Welch Rarebit for breakfast started my day. Dick chose the traditional Welsh breakfast and you can see the mix of items included, black pudding too! We gave the black pudding another try and it was tasty. I know, I take back what I said a few days ago, this version was actually good. I give the Castle Hotel Head Chef Leigh Marshall kudos!
Conwy Castle was first on our agenda today. The castle is in ruins (no roof) so we wanted to visit as much of it as we could before the predicted rains started. I know I’ve repeated myself many times during this trip, saying that it is amazing to see such architecture that exists today built back in the 1200-1300’s even if it is in ruins.

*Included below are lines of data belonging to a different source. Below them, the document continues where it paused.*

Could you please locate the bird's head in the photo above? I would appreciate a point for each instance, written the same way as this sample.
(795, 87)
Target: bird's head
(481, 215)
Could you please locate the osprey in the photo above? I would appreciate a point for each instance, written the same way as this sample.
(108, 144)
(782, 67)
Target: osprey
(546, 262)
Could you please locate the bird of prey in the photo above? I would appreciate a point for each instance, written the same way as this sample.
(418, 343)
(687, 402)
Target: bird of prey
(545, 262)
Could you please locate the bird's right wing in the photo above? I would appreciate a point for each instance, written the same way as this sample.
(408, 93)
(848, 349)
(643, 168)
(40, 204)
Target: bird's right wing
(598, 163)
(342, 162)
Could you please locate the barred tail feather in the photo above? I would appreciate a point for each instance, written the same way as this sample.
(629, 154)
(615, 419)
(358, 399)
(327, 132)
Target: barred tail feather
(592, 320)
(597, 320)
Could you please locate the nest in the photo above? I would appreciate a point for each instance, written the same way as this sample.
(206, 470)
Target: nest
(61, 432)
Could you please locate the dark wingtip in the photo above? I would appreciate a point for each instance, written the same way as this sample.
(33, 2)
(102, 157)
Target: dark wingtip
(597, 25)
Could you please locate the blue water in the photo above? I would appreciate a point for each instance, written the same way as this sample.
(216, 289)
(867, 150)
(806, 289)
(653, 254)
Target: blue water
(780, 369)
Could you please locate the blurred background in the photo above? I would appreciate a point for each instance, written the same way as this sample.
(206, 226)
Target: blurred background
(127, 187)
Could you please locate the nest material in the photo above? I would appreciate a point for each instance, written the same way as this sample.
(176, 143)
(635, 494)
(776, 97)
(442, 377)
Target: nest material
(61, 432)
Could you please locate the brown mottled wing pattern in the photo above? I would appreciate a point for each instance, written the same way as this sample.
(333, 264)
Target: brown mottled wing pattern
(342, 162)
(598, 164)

A highlight for me was the bakehouse tower – oh how I would have loved to hear the conversations in that perfectly symmetrical tower back in the day, smelled the freshly baked breads and whatever else emerged from the deep brick ovens we would think of as pizza ovens today.
An amusing story about the great hall in the castle is if you were invited to dine with King Edward, it could be a dinner or death.
On one hand, you might be invited to enjoy a feast and it would be delightful. On the other hand, if you were summoned here by the constable of the castle he might take you behind the fireplace to the prison tower where there is a 12-foot drop into a dark dungeon. After hearing that, we decided to lunch outside the castle walls.
We ate at Love to Eat, a cute little breakfast & lunch restaurant. We decided to steer clear of the pubs today, trying to wean ourselves off in preparation for our return to the U.S. We had a delightful lunch. My pea soup was extraordinary. The taste of peas over here is remarkable! And when you order soup and sandwich, they give you a full sandwich. I’m just not used to all that food. Dick wimped out and had a cheeseburger. It was huge as well.
On the same street as our hotel were two ancient houses worthy of touring, Plas Mawr and Aberconwy House. Plas Mawr was built in the mid-1500s by Robert Wynn and his wife Dorothy. They were considered quite a wealthy family and flaunted it in a somewhat gaudy manner in some of the house (fireplaces and ceilings).
The house had large windows throughout which was unusual for the day because there were window taxes so most houses had very small windows if any. The windows were the size of small picture frames about 8X10. and the windows in this house were what we would consider normal size or even large by today’s standards.
There was a large room for making beer, wine and bread. It actually was quite smart because the beer and bread both used yeast so they shared the yeast between the two. The floors throughout the house were very uneven and rooms slanted quite a bit. But then, we had to remember when it was built.
I’ve got to say I’ve about climbed my last spiral staircase. My knees are pleading with me. The Aberconwy House had somewhat regular stairs, yippee! It was very sparsely furnished and very small compared to the Plas Mawr, so no real photos to share. It was quite dark and the photos would just not come out. The managers of the house try to keep it authentic, and in doing so, make it hard for visitors to capture any remembrance of the experience.
The one thing I learned is how they constructed the walls of the house. It was with a method called wattle and daub. Wattle and daub are a composite material made of sticks, soil, clay, and animal dung that kind of create a plaster. It was used in the historic days. Imagine the wonderful odors of the walls with the animal dung.
Well, I think we are about museumed and castled out now! And Dick says he is done being my “trip advisor”. ha ha.
I have an interview with Head Chef of the Castle Hotel, Leigh Marshall coming up and a few miscellaneous posts. Then we head for New York in a few days and home!